Bruno era siempre el primero en llegar a la oficina y el último en marcharse. Cuando salió del despacho del director aquella mañana aún no había llegado nadie al estudio. Se sentó frente a su mesa dispuesto a recoger sus pertenencias, los recuerdos de treinta años de trabajo, pero no vio nada que quisiera conservar. Sin embargo, al palpar con su mano en el fondo de un archivador encontró una vieja fotografía que llamó su atención. Recordaba perfectamente cuándo había sido tomada, pues fue a los pocos días de entrar a trabajar en la revista. En la foto aparecía un joven Bruno sonriente, apoyado sobre la misma mesa de madera que tenía ahora frente a sí. Le costó reconocerse en aquel joven estudiante de la facultad de Periodismo, gordo, obsesionado con los tebeos y las películas de monstruos, devorador incansable de bollería industrial coloreada, torpe y vago, juerguista y bebedor, que se sentaba frente a una mesa destartalada al fondo del pasillo. Sintió una punzada de rencor hacia ese muchacho, pero no supo si se trataba de desprecio o de un repentino ataque de nostalgia. Pensó que lo único que conservaba en común con aquel chico era la mesa de madera, y por poco tiempo. Guardó la foto en el bolsillo interior de su chaqueta, cogió una biografía de Howard Hughes que había empezado a leer unos días atrás y se marchó. Cuando salía por el portal se cruzó con dos de sus compañeros de trabajo, una joven rubia encargada de la maquetación de la revista y un hombre mayor que llevaba la contabilidad de la empresa. Se saludaron con un leve movimiento de cabeza sin dirigirse palabra alguna. En la calle la lluvia seguía cayendo con mucha intensidad, así que Bruno se dirigió a una cafetería cercana y se apoltronó en uno de los cómodos sillones del fondo del local. Pidió un cortado y una magdalena, y dedicó las siguientes dos horas a leer el libro al tiempo que de vez en cuando echaba una mirada a la vieja fotografía. La lectura se había convertido en el único placer que le proporcionaba unos momentos de sosiego absoluto sin que la ansiedad hiciera acto de presencia. Ni siquiera era capaz de ver una película entera sin que una pesada bola de acero ocupase parte de la boca de su estómago. En cambio podía pasar horas leyendo sin percatarse de lo que sucedía a su alrededor.

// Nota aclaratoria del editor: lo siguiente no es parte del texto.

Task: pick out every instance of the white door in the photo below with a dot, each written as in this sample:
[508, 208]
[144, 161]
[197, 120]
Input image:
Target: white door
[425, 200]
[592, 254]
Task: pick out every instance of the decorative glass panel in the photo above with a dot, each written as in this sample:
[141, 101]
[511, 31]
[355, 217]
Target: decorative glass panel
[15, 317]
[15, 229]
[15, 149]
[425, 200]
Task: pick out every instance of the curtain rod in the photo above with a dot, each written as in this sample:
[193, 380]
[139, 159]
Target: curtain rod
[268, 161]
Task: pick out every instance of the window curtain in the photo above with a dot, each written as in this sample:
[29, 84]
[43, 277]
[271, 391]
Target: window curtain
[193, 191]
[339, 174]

Bruno no había sido siempre un hombre irascible y solitario. Cuando entró a trabajar en la revista que dirigía su padre, su fama de juerguista y bonachón atrajo la amistad y consideración de sus colegas de oficio. Llegaba tarde a trabajar, disfrutaba viendo películas de todos los géneros, conocía a gente nueva cada día, charlaba durante horas acerca de cualquier tema y se emborrachaba en los pre-estrenos. Se podría decir que era un crítico normal, un tipo feliz. Ahora, treinta años después, mientras apartaba la vista del libro y pedía un vaso de agua para tomarse la segunda pastilla del día, una fuerte dosis de bromazepam que le permitiría asistir a la sesión matutina de la película que tenía previsto ver sin sentir una fuerte angustia, intentó encontrar un punto de inflexión en su vida que explicase el gran cambio que había sufrido. Pero fue inútil. A su parecer todo había ocurrido en un declive progresivo apenas perceptible, su vida había pasado en un suspiro y sin embargo en lo que a él se le antojaba un tiempo escurrido como arena entre los dedos se había producido un descomunal desajuste en su forma de ser. Es cierto que en algún momento comenzó a escribir con mayor seriedad e incluso honestidad las críticas de las películas que veía, y que más tarde empezó a convertirse en una persona perfeccionista, casi puntillosa, pero no sabría decir cuándo ni cómo ni exactamente por qué había sucedido. Si no fuera por la fotografía que había encontrado en su archivador ni siquiera se habría parado a pensar en ello. Tampoco podía utilizarla como excusa para explicar su renuncia al trabajo ya que esa decisión la había tomado mucho antes de encontrarse con su yo pasado reproducido en papel fotográfico. Pagó la cuenta del café y la magdalena, no dejó propina, y salió hacia los cines de la Gran Vía.